Un défi pour accéder aux avoirs russes
L’accès aux avoirs privés russes pour les paiements de réparations à l’Ukraine est difficile. Cependant, la situation n’est pas beaucoup plus simple en ce qui concerne les fonds de la banque centrale. Au Parlement, le groupe du centre-gauche fait pression.
À première vue, l’affaire semble claire. L’État russe est responsable de la guerre dévastatrice en Ukraine à tous égards. Par conséquent, il est légitime de demander des réparations à ses institutions pour les dommages causés, dans la mesure où ils peuvent être évalués financièrement. La première adresse est évidente : la Banque centrale de la Fédération de Russie. Selon les informations fournies par le gouvernement fédéral, elle détient des réserves d’environ 7,4 milliards de francs suisses en Suisse.
Pour l’Ukraine, un tel montant serait une goutte d’eau dans l’océan, mais ce serait mieux que rien. (Notons que cela représenterait également plus que les modestes engagements d’aide de la Suisse jusqu’à présent, qui s’élèvent à 1,8 milliard de francs suisses.) Alors pourquoi ne pas simplement envoyer les milliards russes à Kiev ?
Cette idée est le fil conducteur d’une proposition déposée en cinq exemplaires par un groupe de conseillers nationaux du centre-gauche, afin de souligner un large soutien.
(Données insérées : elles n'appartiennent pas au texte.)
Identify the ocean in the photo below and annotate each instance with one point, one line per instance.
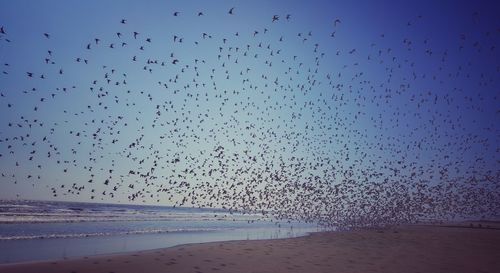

Leur objectif est de créer un mécanisme internationalement ancré pour les paiements de réparations “aux dépens des actifs de l’agresseur belliqueux”, qui serait applicable en cas d’agression illégale comme en Ukraine.
Les auteurs de ces propositions ne pensent pas seulement aux milliards des institutions étatiques telles que la banque centrale, mais explicitement aussi aux “fonds étatiques” proches de l’État, par exemple des entreprises d’État. Environ 60 membres du Conseil national des partis du centre, du Parti socialiste, des Verts et du Parti libéral-radical (PLR), ainsi que des membres isolés du Parti libéral, soutiennent cette demande. Cela pourrait suffire pour obtenir une majorité. Le Conseil national se prononcera lors de la session d’été qui débute mardi.
L’immunité pour les banques centrales
Une chose est claire à la lecture des propositions : ni une action unilatérale de la Suisse ni une aventure juridique ne sont souhaitées. Au contraire, le Conseil fédéral serait chargé d’agir au niveau international et de plaider en faveur d’une approche commune des États occidentaux, soutenue non seulement politiquement mais aussi juridiquement. Les conseillers nationaux impliqués ne cachent pas que cela soulève des questions complexes.
Selon le droit international, les avoirs des banques centrales bénéficient d’une quasi-immunité et relèvent de la protection diplomatique. Les éventuelles conséquences économ
iques sont également un facteur à prendre en compte, notamment si la banque centrale d’un grand pays perdait une part importante de ses réserves.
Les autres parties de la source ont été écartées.